While news of their escape spread to citizens in surrounding areas via social media, Dubose and Rowe continued to make their way north, leaving behind their uniforms for clothes they’d stolen on their crime spree. Officers followed their scent, left by footprints and a Ford pickup truck. The case crossed state lines overnight, and authorities weren’t able to apprehend the men before they overtook an elderly couple’s home.
Bound and held at gunpoint, the couple was helpless as the men helped themselves to clothes, food, and their Jeep Cherokee. After a 10 mile car chase in the Jeep, the men were finally apprehended by local armed civilian, Patrick Hale. According to authorities, Hale drew his weapon before the fugitives who surrendered at the sight of the firearm. He witnessed the criminals attempting to steal his car and called his neighbor for backup.

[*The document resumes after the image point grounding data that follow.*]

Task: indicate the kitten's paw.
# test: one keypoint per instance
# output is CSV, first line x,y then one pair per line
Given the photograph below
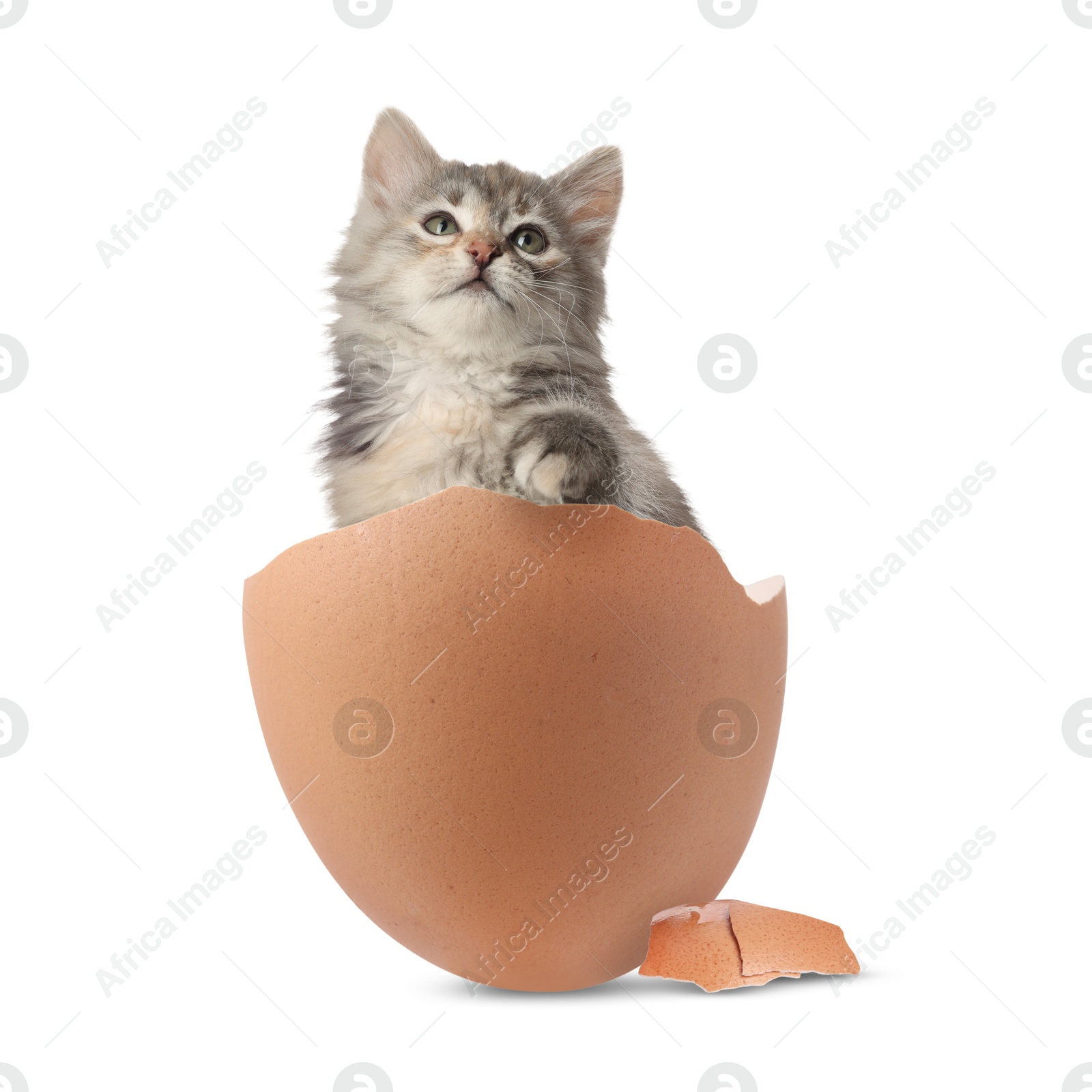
x,y
556,478
542,478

The civilian neighbors were both armed and prepared for an altercation, but Hale went on record with reporters saying that he never had to draw his weapon. Hale says he was home with his daughter when he got word about the escapees, so he readied his weapons to protect his daughter. When he spotted the escaped men approaching his property, he phoned 911 and prayed for dear life.
When Hale took his daughter with him into his car and began leaving the driveway, the fugitives escaped his vehicle for a police cruiser and surrendered at once. But whether he was forced to draw his weapon or not, Hales bravery in alerting the police with valuable information was noted by authorities. The state’s of Georgia and Tennessee are still working out the fate of the promised $130,000, odds are Hale will be handsomely rewarded for his part in capturing the viciously dangerous criminals.